June 28 (Reuters) - A group of U.S. voters who were unable to choose between Joe Biden and Donald Trump before Thursday’s presidential debate delivered their verdicts after the contest and it was almost universally bad news for Biden.
Of the 13 “undecideds” who spoke to Reuters, 10 described the 81-year-old Democratic president’s performance against Republican candidate Trump collectively as feeble, befuddled, embarrassing and difficult to watch.
And how, qualitatively, did these focus groups triangulate where undecided voters are on the issue of who to vote for?
Isn’t it quite probable they did exactly this? They certainly didn’t just pull these people off the streets. They had to aggregate undecided voters to begin with, after all.
I think it’s reaching for straws to suggest this isn’t saying what we already recognize from polling conducted in battleground states.
Edit:
Then they need to state it, because the only data they’ve given is that they asked a group of 13 people, one group, which is still not an adequate sample. Period.

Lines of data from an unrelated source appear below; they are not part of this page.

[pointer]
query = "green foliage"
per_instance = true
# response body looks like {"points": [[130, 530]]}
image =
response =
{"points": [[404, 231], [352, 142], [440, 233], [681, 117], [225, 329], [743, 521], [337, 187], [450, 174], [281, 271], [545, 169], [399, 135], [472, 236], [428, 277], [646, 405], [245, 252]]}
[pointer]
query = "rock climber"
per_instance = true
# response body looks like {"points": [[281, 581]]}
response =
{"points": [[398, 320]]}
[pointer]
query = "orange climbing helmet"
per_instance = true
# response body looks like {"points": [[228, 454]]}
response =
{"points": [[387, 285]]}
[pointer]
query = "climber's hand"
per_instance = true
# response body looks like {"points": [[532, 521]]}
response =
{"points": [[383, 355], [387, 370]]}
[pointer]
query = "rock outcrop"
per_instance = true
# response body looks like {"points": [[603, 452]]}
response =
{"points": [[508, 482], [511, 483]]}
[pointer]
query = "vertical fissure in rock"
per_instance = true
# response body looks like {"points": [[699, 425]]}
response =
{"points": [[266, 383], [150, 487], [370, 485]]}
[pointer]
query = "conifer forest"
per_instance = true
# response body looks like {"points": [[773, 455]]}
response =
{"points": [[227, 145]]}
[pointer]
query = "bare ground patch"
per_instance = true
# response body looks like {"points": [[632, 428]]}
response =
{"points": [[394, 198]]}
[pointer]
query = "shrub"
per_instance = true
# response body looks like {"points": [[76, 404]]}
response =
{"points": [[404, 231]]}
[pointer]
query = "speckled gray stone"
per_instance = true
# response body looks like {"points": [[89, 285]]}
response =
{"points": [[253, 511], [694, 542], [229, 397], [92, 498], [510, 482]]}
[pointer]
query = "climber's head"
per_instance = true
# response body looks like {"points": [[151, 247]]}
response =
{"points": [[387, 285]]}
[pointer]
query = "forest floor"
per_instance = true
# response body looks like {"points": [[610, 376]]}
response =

That, right there, is why focus groups shouldn’t be used for this to generalize a larger population, because the data is being misinterpreted to sell a biased story! Probability would be estimated if they actually conducted a full study. Which they clearly didn’t.
And you can’t use previously gathered data from battleground states to estimate results after an event. They’re snapshots of an opinion at that given time. You can’t use them for an event that occurred after the fact. Again, that’s unethical and inappropriate.
The data wasn’t good before, and it doesn’t take a statistician to know they’re going to be as-bad or worse than before post-debate. I’ll happily take that bet with you and circle back in the coming weeks as state-wide polling proves this.